Start with your pool volume in gallons or liters (use the Pool Volume calculator if unsure) and pick a turnover time, the hours to circulate the entire pool once, usually 8 hours per the way most residential systems are designed. From volume and turnover you get the required flow rate in GPM (or LPM). Then choose your filter media type, because each has a different rated flow per square foot of surface area: sand filters run about 15-20 GPM per sq ft (high-rate sand), cartridge filters are gentlest at roughly 0.3-0.375 GPM per sq ft, and diatomaceous-earth (DE) filters sit near 1.5-2 GPM per sq ft. Enter the filter's surface area from its label (sq ft or m2). The calculator confirms whether that filter can handle your flow without exceeding its design rate. Measure honestly: a single-speed pump may push more flow than the nameplate, so size the filter to the pump's actual delivered GPM at your system TDH, not a guess.
Method: required flow (GPM) = pool volume (gal) / (turnover hours x 60). Required filter area (sq ft) = required flow / media flow rating. Worked example: a 24,000-gallon (90,800 L) pool with an 8-hour turnover needs 24000 / (8 x 60) = 50 GPM (189 LPM). For a cartridge filter rated at 0.375 GPM per sq ft, area = 50 / 0.375 = 133 sq ft (12.4 m2), so a 150 sq ft cartridge gives comfortable headroom. The same 50 GPM through high-rate sand at 18 GPM/sq ft needs only 50 / 18 = 2.8 sq ft, which matches a tank about 24 in (610 mm) in diameter. Notice cartridge needs far more area for the same flow, that larger surface is exactly why oversized filters run longer between cleanings and add less head to your pump.

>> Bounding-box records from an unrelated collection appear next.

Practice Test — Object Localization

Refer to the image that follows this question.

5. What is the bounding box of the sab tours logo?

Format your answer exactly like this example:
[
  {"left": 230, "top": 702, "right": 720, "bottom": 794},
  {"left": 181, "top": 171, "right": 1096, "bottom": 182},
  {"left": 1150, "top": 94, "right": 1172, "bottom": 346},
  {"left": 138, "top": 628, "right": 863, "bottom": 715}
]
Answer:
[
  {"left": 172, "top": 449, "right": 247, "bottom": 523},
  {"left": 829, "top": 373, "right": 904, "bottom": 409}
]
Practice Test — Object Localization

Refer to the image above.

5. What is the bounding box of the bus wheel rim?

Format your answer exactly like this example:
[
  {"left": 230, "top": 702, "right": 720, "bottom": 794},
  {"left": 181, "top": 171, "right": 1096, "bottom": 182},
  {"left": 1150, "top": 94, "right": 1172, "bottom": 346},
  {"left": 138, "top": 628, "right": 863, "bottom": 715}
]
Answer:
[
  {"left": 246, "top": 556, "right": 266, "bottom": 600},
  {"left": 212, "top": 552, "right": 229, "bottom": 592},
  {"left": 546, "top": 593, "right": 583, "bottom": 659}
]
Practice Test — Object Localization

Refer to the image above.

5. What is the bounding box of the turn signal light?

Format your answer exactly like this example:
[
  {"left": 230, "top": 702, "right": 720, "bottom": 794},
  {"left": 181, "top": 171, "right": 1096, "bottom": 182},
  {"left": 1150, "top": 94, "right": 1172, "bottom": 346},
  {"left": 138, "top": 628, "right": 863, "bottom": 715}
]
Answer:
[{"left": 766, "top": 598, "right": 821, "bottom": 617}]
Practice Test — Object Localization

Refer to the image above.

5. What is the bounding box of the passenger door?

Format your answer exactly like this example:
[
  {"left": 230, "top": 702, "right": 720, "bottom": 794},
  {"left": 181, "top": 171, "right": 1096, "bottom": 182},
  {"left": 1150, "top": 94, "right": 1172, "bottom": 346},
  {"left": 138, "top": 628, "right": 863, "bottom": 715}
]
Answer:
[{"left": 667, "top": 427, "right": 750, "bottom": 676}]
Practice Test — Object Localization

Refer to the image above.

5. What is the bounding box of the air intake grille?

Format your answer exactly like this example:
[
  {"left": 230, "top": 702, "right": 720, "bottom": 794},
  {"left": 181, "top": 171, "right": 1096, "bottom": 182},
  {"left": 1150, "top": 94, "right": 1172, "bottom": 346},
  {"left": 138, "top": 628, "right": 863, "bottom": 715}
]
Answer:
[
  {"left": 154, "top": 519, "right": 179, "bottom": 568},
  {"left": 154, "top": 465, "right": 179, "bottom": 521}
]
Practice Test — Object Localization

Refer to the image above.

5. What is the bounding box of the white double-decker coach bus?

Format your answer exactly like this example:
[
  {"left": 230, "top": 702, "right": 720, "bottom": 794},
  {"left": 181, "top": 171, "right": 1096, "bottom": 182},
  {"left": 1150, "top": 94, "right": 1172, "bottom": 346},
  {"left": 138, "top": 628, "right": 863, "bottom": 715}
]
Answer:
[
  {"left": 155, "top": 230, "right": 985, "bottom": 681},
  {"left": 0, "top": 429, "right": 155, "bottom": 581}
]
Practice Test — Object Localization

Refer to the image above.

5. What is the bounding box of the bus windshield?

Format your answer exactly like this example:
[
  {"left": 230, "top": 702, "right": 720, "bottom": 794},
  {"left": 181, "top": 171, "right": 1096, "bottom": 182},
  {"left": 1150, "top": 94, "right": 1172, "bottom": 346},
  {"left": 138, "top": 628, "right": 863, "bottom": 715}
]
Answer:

Filter sizing is about clarity and equipment protection, not chemicals, but getting it wrong still costs you. Push more GPM through a filter than its rated area and you channel water too fast for the media to trap fine debris, so the pool looks hazy even with perfect chemistry, and on sand filters you can drive media into the pool. Undersizing also raises head loss, straining the pump motor. The common mistake is sizing the filter to the pool instead of to the pump's real flow, always pair them. When in doubt, go one size larger: extra surface area means longer cycles between backwashing or cleaning, which saves water and chemicals. Recalculate if you upgrade to a higher-flow or variable-speed pump, switch turnover targets, or change media type. And remember a filter only sustains rated flow when clean, backwash sand and DE at about 8-10 psi over the clean baseline, and rinse cartridges before pressure climbs that far.
Yes. A larger filter has more surface area, which means it can go longer between cleanings and provides less resistance to the pump, improving overall system efficiency.
The three types are Sand (easiest to use), Cartridge (no backwashing needed), and D.E. (Diatomaceous Earth - provides the finest level of filtration).
Take your total pool volume and divide it by the desired turnover time (usually 8 hours) to find the minimum GPM (Gallons Per Minute) your filter must handle.